Восьмидесятники – поколение живых трупов. Как мы ни смейся тогда над чередой исчезновения вождей, воображая себя могильщиками из «Гамлета», но сам опыт смертей трёх генеральных секретарей КПСС в течение трёх лет, с 1982-го по 1985-й, является опытом запредельно-потусторонним. «Живые трупы» – поскольку, взрослевшие в заброшенной промзоне Гадеса, мы собирались и дальше сумерничать в том краю».
Такие заготовки можно развивать, а можно и оставить, как есть. Скорее, Лебедев намечает – и вполне ненавязчиво – точки, из которых такой анализ мог бы расти, – и направления этого роста.
Так называемые «юбилейные» даты провоцируют, конечно, на подведение итога, на возведение некоторых упорядочивающих смысловых конструкций. Но чего Лебедев точно не делает, это не подводит никаких итогов, не делает никаких окончательных выводов. Тем более что, как легко заметит читатель, он выстраивает конструкцию – да, конечно, упорядочивающую накопленное вещество жизни, но принципиально открытую, такую, которая способна ещё дополняться. Но и более того: она могла бы быть собрана из совсем других элементов.
И не только из других песен (ну мало ли их, в самом деле, было понаписано в 1962, 1975, 1982 годах, мало ли их слышал сам многонаслышанный автор).
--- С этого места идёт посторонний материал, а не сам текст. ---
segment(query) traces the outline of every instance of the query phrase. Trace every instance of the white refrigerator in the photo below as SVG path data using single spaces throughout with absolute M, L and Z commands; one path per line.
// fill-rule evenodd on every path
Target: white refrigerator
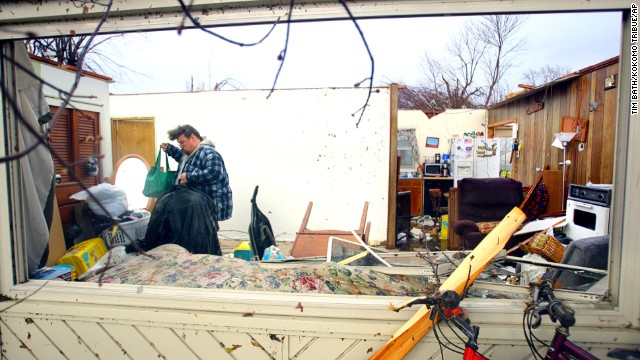
M 451 139 L 449 156 L 453 186 L 467 177 L 500 176 L 500 142 L 498 139 L 461 137 Z

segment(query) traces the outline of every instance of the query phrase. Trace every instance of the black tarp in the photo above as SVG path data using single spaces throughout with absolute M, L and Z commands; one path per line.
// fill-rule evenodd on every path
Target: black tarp
M 163 244 L 177 244 L 193 254 L 222 255 L 213 209 L 213 199 L 207 195 L 176 186 L 156 203 L 147 233 L 138 245 L 149 250 Z M 136 249 L 129 246 L 127 250 Z

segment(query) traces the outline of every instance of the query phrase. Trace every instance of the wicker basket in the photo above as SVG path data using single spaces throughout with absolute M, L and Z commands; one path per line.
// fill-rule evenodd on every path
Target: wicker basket
M 104 230 L 100 237 L 107 244 L 109 249 L 118 245 L 129 245 L 130 239 L 142 240 L 147 233 L 149 224 L 149 212 L 143 213 L 144 217 L 138 220 L 128 221 L 118 225 L 118 230 L 113 234 L 113 226 Z M 125 235 L 126 233 L 126 235 Z
M 532 254 L 538 254 L 548 261 L 559 263 L 564 256 L 564 246 L 553 236 L 543 233 L 535 234 L 528 244 L 520 244 L 520 248 Z

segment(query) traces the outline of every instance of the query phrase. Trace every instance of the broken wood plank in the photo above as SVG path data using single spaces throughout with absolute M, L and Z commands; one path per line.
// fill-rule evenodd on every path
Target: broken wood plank
M 464 290 L 473 283 L 484 268 L 504 248 L 511 235 L 524 222 L 526 217 L 522 210 L 513 208 L 502 219 L 500 224 L 462 261 L 460 266 L 440 286 L 439 290 L 453 290 L 462 295 Z M 404 358 L 433 327 L 433 322 L 429 320 L 430 312 L 426 305 L 421 305 L 415 315 L 396 331 L 389 342 L 373 354 L 370 359 Z
M 350 258 L 346 258 L 346 259 L 344 259 L 344 260 L 342 260 L 342 261 L 338 261 L 338 264 L 340 264 L 340 265 L 347 265 L 347 264 L 351 264 L 352 262 L 354 262 L 354 261 L 356 261 L 356 260 L 360 260 L 360 259 L 362 259 L 363 257 L 367 256 L 367 254 L 368 254 L 368 253 L 369 253 L 368 251 L 363 251 L 363 252 L 361 252 L 360 254 L 353 255 L 352 257 L 350 257 Z

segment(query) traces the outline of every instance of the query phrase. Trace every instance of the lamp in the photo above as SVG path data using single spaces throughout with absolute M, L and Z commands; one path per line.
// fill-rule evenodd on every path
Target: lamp
M 562 210 L 564 210 L 564 183 L 567 178 L 567 165 L 571 165 L 571 160 L 567 160 L 567 145 L 576 136 L 575 132 L 559 132 L 556 133 L 556 140 L 551 144 L 551 146 L 557 147 L 558 149 L 562 149 L 563 161 L 558 165 L 562 165 Z

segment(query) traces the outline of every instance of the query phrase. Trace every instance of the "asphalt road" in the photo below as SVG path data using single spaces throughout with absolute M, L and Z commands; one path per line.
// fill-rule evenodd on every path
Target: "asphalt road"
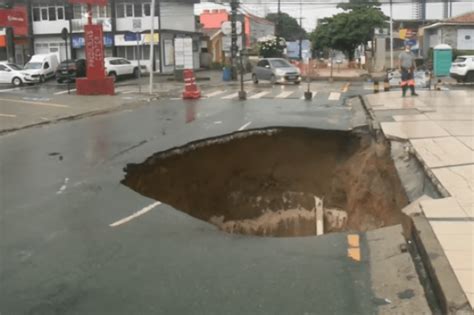
M 353 259 L 347 233 L 225 234 L 120 184 L 126 164 L 158 151 L 263 127 L 349 130 L 352 111 L 342 99 L 162 100 L 1 136 L 0 313 L 373 314 L 387 305 L 394 313 L 414 305 L 426 310 L 411 260 L 398 251 L 398 232 L 398 238 L 372 240 L 378 246 L 373 253 L 388 250 L 386 264 L 370 253 L 366 233 L 356 234 L 360 259 Z M 374 279 L 376 266 L 396 276 Z M 381 296 L 376 288 L 387 286 L 400 290 Z M 416 294 L 396 300 L 402 289 Z M 406 301 L 412 304 L 404 309 Z

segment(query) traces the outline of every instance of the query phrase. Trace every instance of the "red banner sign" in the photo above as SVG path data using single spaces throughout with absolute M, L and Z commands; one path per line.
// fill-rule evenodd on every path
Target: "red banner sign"
M 69 0 L 71 4 L 107 5 L 108 0 Z
M 28 18 L 25 6 L 13 9 L 0 9 L 0 27 L 12 27 L 15 35 L 28 35 Z
M 104 78 L 104 35 L 102 25 L 85 25 L 84 41 L 87 60 L 87 78 L 91 80 Z

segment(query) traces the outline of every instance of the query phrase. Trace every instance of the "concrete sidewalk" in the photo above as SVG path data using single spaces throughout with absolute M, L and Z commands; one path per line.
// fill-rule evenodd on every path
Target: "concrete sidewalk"
M 366 97 L 387 138 L 406 141 L 445 198 L 421 211 L 474 305 L 474 90 L 400 91 Z M 430 257 L 430 259 L 435 259 Z

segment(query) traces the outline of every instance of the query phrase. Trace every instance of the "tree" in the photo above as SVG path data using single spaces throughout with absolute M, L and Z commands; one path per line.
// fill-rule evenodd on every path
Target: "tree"
M 308 37 L 305 29 L 298 24 L 298 21 L 294 17 L 291 17 L 287 13 L 283 12 L 280 15 L 280 34 L 276 35 L 283 37 L 287 41 L 295 41 L 299 40 L 300 38 L 305 39 Z M 265 19 L 275 23 L 275 28 L 278 31 L 278 13 L 270 13 L 265 17 Z
M 349 60 L 355 49 L 374 37 L 374 29 L 384 27 L 388 19 L 377 1 L 351 0 L 340 4 L 346 12 L 323 19 L 311 34 L 314 49 L 332 48 L 343 51 Z
M 270 39 L 259 44 L 259 55 L 263 58 L 281 57 L 283 47 L 278 45 L 277 39 Z

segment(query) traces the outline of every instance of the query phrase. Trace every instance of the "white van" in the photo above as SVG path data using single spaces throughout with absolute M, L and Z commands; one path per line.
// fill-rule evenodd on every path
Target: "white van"
M 56 75 L 59 60 L 56 54 L 34 55 L 25 65 L 24 71 L 31 77 L 44 82 Z

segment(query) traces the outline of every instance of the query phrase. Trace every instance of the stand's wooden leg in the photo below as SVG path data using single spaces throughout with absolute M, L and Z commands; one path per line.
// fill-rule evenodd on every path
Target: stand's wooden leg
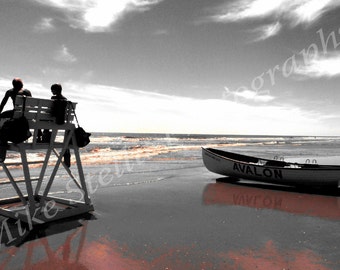
M 82 186 L 82 190 L 84 192 L 84 201 L 85 201 L 86 204 L 90 204 L 91 201 L 90 201 L 88 191 L 87 191 L 87 187 L 86 187 L 86 181 L 85 181 L 83 166 L 81 164 L 81 159 L 80 159 L 78 147 L 74 147 L 74 155 L 75 155 L 76 161 L 77 161 L 79 180 L 80 180 L 80 183 L 81 183 L 81 186 Z
M 41 184 L 42 184 L 42 181 L 44 179 L 45 172 L 46 172 L 46 169 L 47 169 L 47 166 L 48 166 L 48 161 L 50 160 L 51 152 L 52 152 L 52 149 L 53 149 L 53 142 L 55 141 L 55 138 L 57 136 L 57 131 L 58 130 L 52 130 L 50 145 L 49 145 L 49 147 L 46 151 L 44 163 L 43 163 L 43 166 L 41 168 L 40 175 L 39 175 L 39 181 L 38 181 L 37 186 L 35 188 L 35 195 L 39 194 Z
M 30 210 L 31 216 L 33 216 L 36 206 L 35 206 L 30 171 L 29 171 L 28 162 L 27 162 L 26 150 L 21 147 L 19 147 L 19 149 L 20 149 L 20 155 L 21 155 L 21 160 L 22 160 L 22 168 L 23 168 L 24 177 L 25 177 L 27 197 L 28 197 L 28 202 L 29 202 L 29 210 Z
M 15 180 L 11 174 L 11 172 L 8 170 L 7 166 L 5 163 L 1 163 L 2 165 L 2 169 L 5 171 L 9 181 L 11 182 L 13 188 L 15 189 L 15 191 L 17 192 L 21 202 L 23 203 L 23 205 L 26 205 L 27 204 L 27 201 L 26 199 L 24 198 L 24 195 L 22 194 L 20 188 L 18 187 L 17 183 L 15 183 Z

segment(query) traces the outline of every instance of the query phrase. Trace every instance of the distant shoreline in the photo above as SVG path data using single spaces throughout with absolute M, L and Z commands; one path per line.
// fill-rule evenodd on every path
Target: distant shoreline
M 138 132 L 91 132 L 93 136 L 117 136 L 117 137 L 152 137 L 152 138 L 339 138 L 339 136 L 326 135 L 236 135 L 236 134 L 185 134 L 185 133 L 138 133 Z

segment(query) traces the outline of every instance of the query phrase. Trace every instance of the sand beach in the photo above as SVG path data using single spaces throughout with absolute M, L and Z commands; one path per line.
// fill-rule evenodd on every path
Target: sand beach
M 339 269 L 339 190 L 230 183 L 201 159 L 215 146 L 337 163 L 338 143 L 94 136 L 82 160 L 95 211 L 26 231 L 2 219 L 0 269 Z

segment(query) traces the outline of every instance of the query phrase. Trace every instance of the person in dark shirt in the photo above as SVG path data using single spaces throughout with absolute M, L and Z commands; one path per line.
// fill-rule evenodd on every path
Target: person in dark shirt
M 53 96 L 51 99 L 54 100 L 53 114 L 56 116 L 56 123 L 63 124 L 65 122 L 65 109 L 67 98 L 62 95 L 62 86 L 59 83 L 51 85 L 51 92 Z M 42 134 L 42 142 L 49 142 L 51 133 L 48 129 L 45 129 Z M 64 153 L 64 163 L 67 167 L 71 166 L 71 153 L 70 149 L 66 149 Z
M 52 84 L 51 92 L 53 96 L 51 99 L 55 101 L 54 108 L 52 114 L 56 117 L 57 124 L 63 124 L 65 121 L 65 109 L 66 109 L 66 101 L 67 98 L 61 94 L 62 86 L 61 84 Z M 49 129 L 44 129 L 43 132 L 41 130 L 38 131 L 37 142 L 49 142 L 51 138 L 51 132 Z
M 61 109 L 62 114 L 60 114 L 60 112 L 58 112 L 58 111 L 56 112 L 57 113 L 57 121 L 58 121 L 58 114 L 59 114 L 60 118 L 62 120 L 60 122 L 64 123 L 64 121 L 65 121 L 64 116 L 65 116 L 65 108 L 66 108 L 65 105 L 66 105 L 66 103 L 63 102 L 63 101 L 66 101 L 67 98 L 62 95 L 62 93 L 61 93 L 62 90 L 63 90 L 63 88 L 62 88 L 61 84 L 59 84 L 59 83 L 52 84 L 52 86 L 51 86 L 51 91 L 52 91 L 52 94 L 53 94 L 51 99 L 53 99 L 53 100 L 55 100 L 57 102 L 62 100 L 62 102 L 60 104 L 58 104 L 58 107 Z M 70 149 L 66 149 L 65 150 L 65 153 L 64 153 L 64 163 L 65 163 L 65 165 L 67 167 L 71 166 L 71 153 L 70 153 Z
M 67 98 L 61 94 L 63 88 L 60 84 L 56 83 L 51 86 L 53 96 L 51 99 L 54 100 L 53 115 L 56 117 L 56 123 L 62 125 L 65 123 L 65 110 L 67 106 Z

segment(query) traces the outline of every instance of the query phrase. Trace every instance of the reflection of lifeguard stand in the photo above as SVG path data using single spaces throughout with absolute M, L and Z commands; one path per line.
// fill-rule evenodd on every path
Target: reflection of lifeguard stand
M 8 178 L 2 184 L 13 187 L 14 194 L 16 194 L 14 197 L 0 200 L 0 214 L 31 225 L 94 210 L 88 196 L 79 148 L 76 144 L 75 125 L 72 123 L 76 104 L 67 102 L 66 120 L 60 125 L 51 115 L 53 104 L 53 100 L 17 96 L 14 118 L 21 117 L 24 112 L 33 136 L 23 143 L 9 143 L 7 151 L 19 153 L 20 161 L 8 162 L 7 159 L 0 164 Z M 51 137 L 48 141 L 40 143 L 37 142 L 37 135 L 39 130 L 43 129 L 50 130 Z M 77 177 L 63 162 L 63 155 L 67 149 L 73 150 L 78 171 Z M 34 160 L 36 156 L 43 157 L 43 160 Z M 67 172 L 68 181 L 56 183 L 58 182 L 55 181 L 58 176 L 57 172 L 61 164 Z M 21 175 L 18 174 L 20 167 Z M 37 176 L 33 177 L 32 172 Z M 51 196 L 52 186 L 53 194 L 57 196 Z M 71 186 L 72 188 L 68 188 Z M 55 188 L 59 192 L 56 192 Z M 66 189 L 68 189 L 67 192 L 65 192 Z M 76 191 L 77 195 L 73 195 L 76 199 L 72 198 L 70 190 Z
M 2 251 L 0 269 L 88 269 L 82 263 L 82 253 L 86 252 L 87 218 L 33 229 L 30 232 L 34 241 L 24 241 L 25 245 L 19 248 L 11 245 Z M 16 228 L 13 229 L 15 232 Z M 58 234 L 58 241 L 51 237 L 55 234 Z

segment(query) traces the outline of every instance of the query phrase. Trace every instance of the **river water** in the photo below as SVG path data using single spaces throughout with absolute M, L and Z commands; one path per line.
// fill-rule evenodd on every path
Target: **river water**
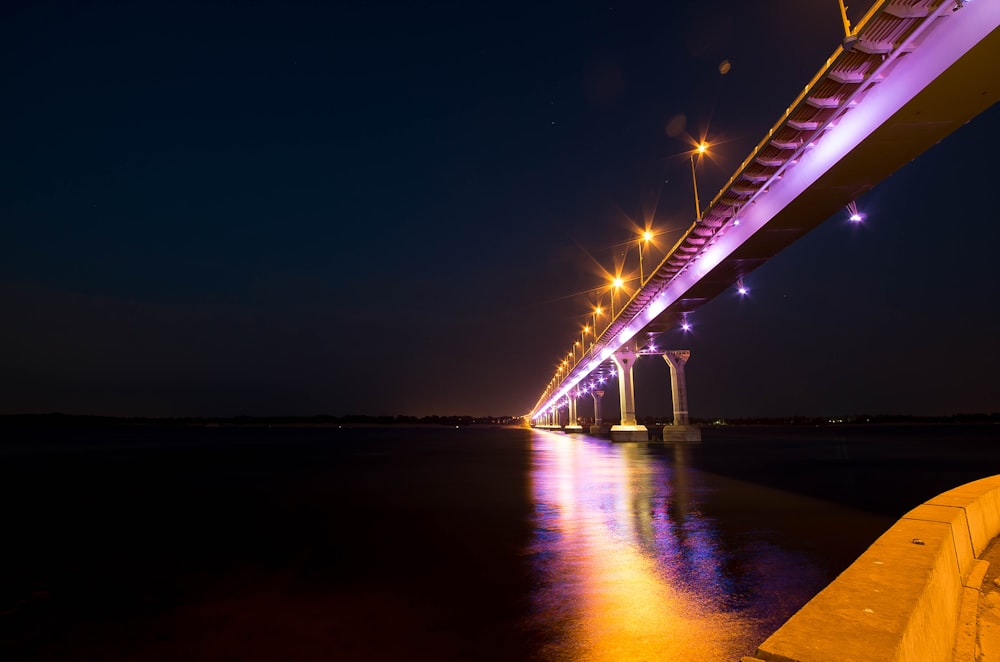
M 0 447 L 0 657 L 738 660 L 983 427 L 28 429 Z

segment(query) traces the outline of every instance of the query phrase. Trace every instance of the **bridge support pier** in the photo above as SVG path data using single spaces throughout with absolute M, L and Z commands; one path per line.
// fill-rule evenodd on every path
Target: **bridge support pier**
M 611 426 L 611 441 L 649 441 L 649 431 L 645 425 L 637 425 L 635 420 L 635 387 L 632 384 L 632 366 L 638 353 L 631 344 L 611 355 L 618 368 L 618 396 L 621 400 L 621 425 Z
M 688 419 L 687 377 L 684 365 L 691 358 L 691 350 L 678 349 L 663 353 L 663 360 L 670 366 L 670 392 L 673 396 L 674 424 L 663 427 L 663 441 L 701 441 L 699 430 Z
M 594 398 L 594 424 L 590 426 L 590 434 L 607 434 L 611 427 L 605 425 L 601 418 L 601 398 L 604 397 L 604 391 L 591 391 L 590 395 Z
M 579 397 L 580 392 L 574 390 L 566 399 L 569 400 L 569 423 L 566 425 L 566 432 L 583 432 L 583 426 L 577 422 L 576 418 L 576 400 Z

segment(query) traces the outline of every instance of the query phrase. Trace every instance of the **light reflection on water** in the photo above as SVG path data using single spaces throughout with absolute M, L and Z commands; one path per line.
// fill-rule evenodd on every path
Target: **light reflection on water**
M 540 431 L 532 446 L 541 659 L 738 660 L 775 625 L 774 587 L 756 590 L 770 568 L 821 583 L 764 540 L 727 549 L 702 511 L 713 488 L 683 445 L 670 461 L 645 444 Z

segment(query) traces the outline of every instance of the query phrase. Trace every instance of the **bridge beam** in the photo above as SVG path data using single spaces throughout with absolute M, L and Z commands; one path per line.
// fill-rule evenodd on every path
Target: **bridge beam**
M 635 420 L 635 387 L 632 384 L 632 367 L 639 354 L 631 343 L 611 355 L 618 369 L 618 396 L 621 401 L 621 425 L 611 426 L 611 441 L 648 441 L 645 425 Z
M 691 358 L 691 350 L 675 349 L 663 353 L 663 360 L 670 366 L 670 393 L 673 398 L 674 424 L 663 427 L 663 441 L 701 441 L 701 430 L 688 419 L 687 377 L 684 366 Z

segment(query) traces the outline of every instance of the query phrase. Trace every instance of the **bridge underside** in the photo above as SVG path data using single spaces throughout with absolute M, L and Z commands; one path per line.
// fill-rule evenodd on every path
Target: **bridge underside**
M 1000 101 L 1000 30 L 994 30 L 865 141 L 786 205 L 646 331 L 670 329 L 809 230 Z M 933 185 L 933 183 L 929 183 Z

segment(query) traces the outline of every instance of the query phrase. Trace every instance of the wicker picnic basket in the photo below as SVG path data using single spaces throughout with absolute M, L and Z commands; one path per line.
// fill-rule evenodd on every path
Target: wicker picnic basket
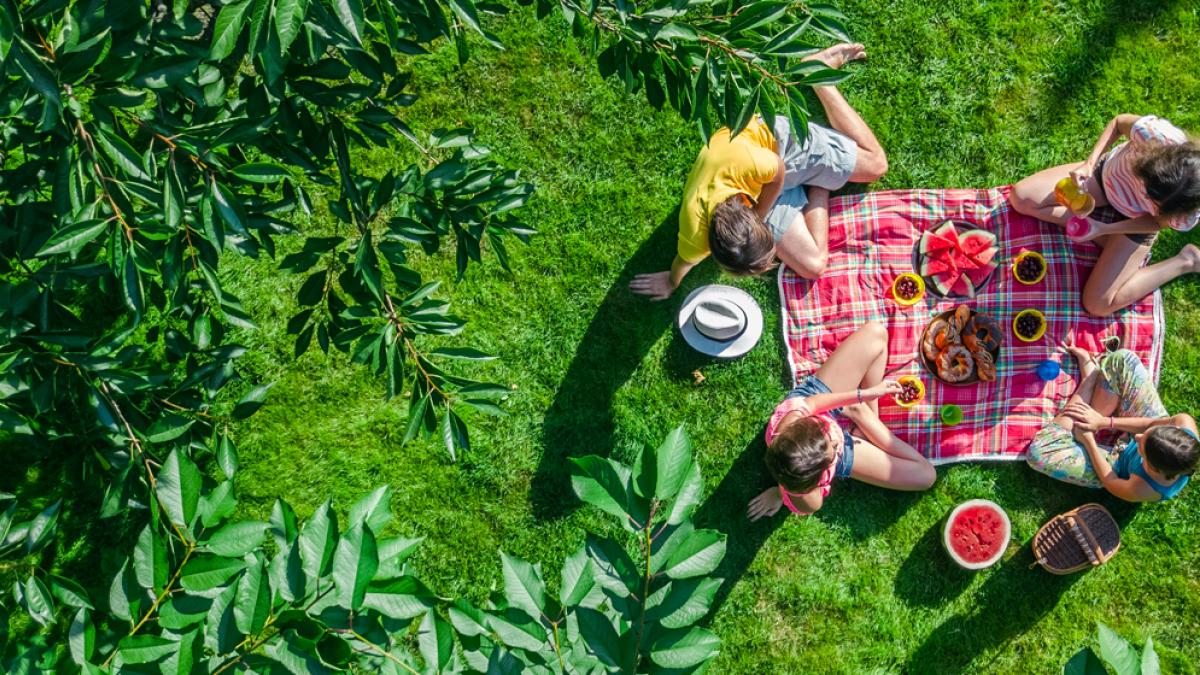
M 1117 521 L 1099 504 L 1084 504 L 1054 516 L 1033 536 L 1034 558 L 1051 574 L 1103 565 L 1120 548 Z

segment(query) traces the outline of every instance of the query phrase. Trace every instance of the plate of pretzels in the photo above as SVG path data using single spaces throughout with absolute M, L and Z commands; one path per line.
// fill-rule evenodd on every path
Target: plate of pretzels
M 933 317 L 921 334 L 921 363 L 946 384 L 995 382 L 1003 342 L 991 317 L 959 305 Z

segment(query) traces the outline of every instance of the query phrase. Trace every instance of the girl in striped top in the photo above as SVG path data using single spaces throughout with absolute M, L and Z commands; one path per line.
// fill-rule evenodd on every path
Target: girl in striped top
M 1128 140 L 1117 143 L 1122 137 Z M 1115 147 L 1114 147 L 1115 146 Z M 1054 186 L 1070 176 L 1096 200 L 1125 219 L 1089 218 L 1086 240 L 1102 249 L 1083 289 L 1083 306 L 1107 316 L 1183 274 L 1200 272 L 1200 249 L 1187 244 L 1178 254 L 1142 267 L 1159 230 L 1188 231 L 1200 220 L 1200 145 L 1161 117 L 1118 115 L 1100 134 L 1082 164 L 1039 171 L 1013 186 L 1018 212 L 1066 223 L 1071 212 L 1054 198 Z

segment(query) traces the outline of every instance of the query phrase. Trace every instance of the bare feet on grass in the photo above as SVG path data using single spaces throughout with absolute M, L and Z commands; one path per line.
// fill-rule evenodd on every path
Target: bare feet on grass
M 1179 258 L 1187 263 L 1189 272 L 1200 272 L 1200 248 L 1196 248 L 1195 244 L 1184 246 L 1179 252 Z
M 1067 335 L 1067 338 L 1062 341 L 1061 349 L 1075 357 L 1075 363 L 1079 365 L 1079 379 L 1087 377 L 1096 370 L 1096 357 L 1088 350 L 1075 344 L 1075 336 Z
M 867 48 L 857 42 L 843 42 L 804 57 L 805 61 L 820 61 L 838 70 L 850 61 L 867 58 Z

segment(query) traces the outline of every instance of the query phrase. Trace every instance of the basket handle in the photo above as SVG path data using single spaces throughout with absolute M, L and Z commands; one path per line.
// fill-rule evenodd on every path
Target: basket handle
M 1088 562 L 1093 566 L 1099 565 L 1100 557 L 1104 555 L 1104 549 L 1100 547 L 1100 542 L 1096 541 L 1096 537 L 1088 529 L 1087 523 L 1077 520 L 1075 516 L 1067 516 L 1067 525 L 1070 526 L 1075 541 L 1079 542 L 1079 547 L 1087 555 Z

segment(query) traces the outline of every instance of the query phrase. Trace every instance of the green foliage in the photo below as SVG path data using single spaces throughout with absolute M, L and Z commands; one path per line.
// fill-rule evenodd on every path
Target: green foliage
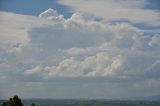
M 37 104 L 32 103 L 31 106 L 38 106 Z

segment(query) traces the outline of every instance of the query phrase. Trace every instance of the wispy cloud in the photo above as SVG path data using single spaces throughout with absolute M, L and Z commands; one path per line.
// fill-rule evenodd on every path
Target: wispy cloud
M 72 12 L 93 14 L 107 21 L 160 25 L 159 12 L 146 8 L 148 0 L 59 0 L 59 3 L 68 6 Z

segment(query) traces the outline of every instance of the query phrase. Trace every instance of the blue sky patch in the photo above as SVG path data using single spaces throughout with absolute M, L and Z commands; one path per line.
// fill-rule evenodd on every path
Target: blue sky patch
M 14 12 L 17 14 L 37 16 L 41 12 L 53 8 L 65 17 L 69 17 L 71 13 L 67 11 L 67 7 L 57 3 L 57 0 L 1 0 L 0 10 L 6 12 Z

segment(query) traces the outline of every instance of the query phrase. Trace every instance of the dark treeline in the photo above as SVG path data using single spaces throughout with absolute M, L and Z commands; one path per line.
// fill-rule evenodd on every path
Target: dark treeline
M 21 99 L 15 95 L 13 98 L 10 98 L 8 101 L 3 102 L 0 106 L 24 106 Z M 31 106 L 38 106 L 34 103 Z

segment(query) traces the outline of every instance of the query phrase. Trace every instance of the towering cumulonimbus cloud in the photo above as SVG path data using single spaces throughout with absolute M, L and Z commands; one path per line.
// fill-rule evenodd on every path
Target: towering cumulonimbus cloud
M 28 26 L 27 32 L 22 35 L 28 39 L 26 45 L 19 39 L 12 45 L 8 42 L 10 45 L 8 47 L 8 44 L 3 43 L 7 54 L 13 55 L 14 52 L 18 56 L 21 52 L 21 56 L 17 58 L 22 58 L 20 62 L 24 62 L 24 65 L 29 64 L 28 67 L 23 67 L 22 75 L 37 74 L 42 79 L 55 76 L 111 77 L 111 75 L 119 78 L 124 76 L 137 78 L 139 72 L 142 74 L 139 77 L 145 75 L 146 66 L 152 66 L 158 60 L 152 55 L 159 51 L 159 35 L 145 35 L 145 30 L 129 23 L 102 23 L 81 13 L 75 13 L 68 19 L 61 19 L 61 16 L 56 10 L 48 9 L 39 17 L 29 17 L 33 20 L 37 18 L 37 22 L 33 27 Z M 23 19 L 25 16 L 13 15 L 14 17 Z M 28 21 L 23 19 L 22 22 L 27 24 Z M 36 27 L 37 23 L 42 25 Z M 13 27 L 24 27 L 23 24 Z M 12 38 L 11 35 L 8 36 L 8 39 Z M 56 60 L 52 60 L 54 58 Z M 26 61 L 31 63 L 25 63 Z
M 90 94 L 92 87 L 102 93 L 99 84 L 110 96 L 111 89 L 118 93 L 125 88 L 123 92 L 134 95 L 131 90 L 146 86 L 138 93 L 151 88 L 153 94 L 159 92 L 160 35 L 154 30 L 80 12 L 64 18 L 53 9 L 37 17 L 6 12 L 0 16 L 0 83 L 9 83 L 8 88 L 15 88 L 11 82 L 16 82 L 25 89 L 25 82 L 37 92 L 34 84 L 43 91 L 53 87 L 45 84 L 67 82 L 68 89 L 76 83 L 75 88 Z M 108 85 L 111 89 L 103 89 Z

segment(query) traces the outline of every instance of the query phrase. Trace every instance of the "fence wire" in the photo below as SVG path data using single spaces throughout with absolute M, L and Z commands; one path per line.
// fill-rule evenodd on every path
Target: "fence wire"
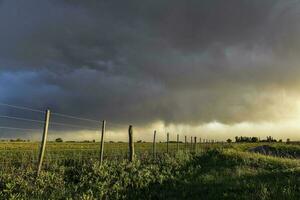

Волею личных пристрастий для него предпочтительнее именно такие опоры: «В воспоминательных времени и пространстве, – признаётся Лебедев, – я ориентируюсь прежде всего по ним». Но вообще, по логике ситуации, этим элементам совсем даже не обязательно быть музыкальными.
Потому что это вообще не о музыке и (как ни странно) не о музыкальных вкусах поколения шестидесятых, собратьев автора по культурному пласту. Это о памяти, о её свойствах. Ещё точнее: о памяти как разновидности мышления.
Собственно, автор с самого начала даёт это понять, цитируя во введении человека, имя которого на свой лад транскрибирует как Хосе Карлос Еп: «Музыка была бы иной формой памяти, чтобы не потеряться в тумане, которым я стал, чтобы я знал, кем и где я был».
И если всё-таки пытаться определить жанровую – формальную – принадлежность этого текста, то и слова «эссе» будет недостаточно – мы уже видели, что там есть и верлибры. Самым точным будет, пожалуй, отнести его к
А если определить его принадлежность по существу, то это, стоит решиться вымолвить, – исследование. Что Лебедев точно делает, так это исследует на практике возможности предпочтительных для него формы памяти и способа рефлексии. Пытается понять, что происходит с человеком, когда он движется по доставшемуся ему времени, пересекая его течения – и вслушиваясь в них, вслушиваясь.
Русский Йейтс: опыты
объёмного чтения[169]
Тема книги выглядит немного неожиданной: в России Уильям Батлер Йейтс не бывал, – хотя во время «русской моды» в Англии, пришедшейся на конец XIX – начало XX века, интересовался ею – «как и всё окружающее его литературное общество», «читал Л. Толстого и Достоевского, интересовался русским освободительным движением»… но нет, речь не об этом. К числу наиболее известных в России западных поэтов при жизни Йейтс не принадлежал. Правда, Николай Гумилёв, будучи летом 1917 года в Лондоне, встречался с ним лично – и нашёл, между прочим, что Йейтс по своей роли в английском символизме похож на Вячеслава Иванова в его отношениях с символизмом русским. Гумилев переводил ирландского поэта (с чем в книге связан отдельный сюжет) и пропагандировал его среди своих друзей. Однако связь между Йейтсом и современной ему русской поэзией и культурой существенно глубже и личных контактов, и непосредственных поэтических влияний. Тут – показывает нам автор – впору говорить о структурных соответствиях, о типологических аналогиях, о сходстве судьбообразующих сил и образуемых ими поэтических судеб, наконец… но не будем забегать вперёд. Эту связь – скорее, совокупность связей: сложных, во многом неявных, опосредованных – и старается проследить, реконструировать в своей книге поэт и переводчик Григорий Кружков.
«Переводческие занятия, – пишет, предваряя книгу, автор, превесьма в таких занятиях искушённый, – нередко доводят до писания статей, а то и целых книг. Вот так и мои первые эссе о Йейтсе выросли из наблюдений переводчика. Они начинались с подчёркиваний, восклицательных знаков на полях, цитат из русских стихов, написанных напротив английских.»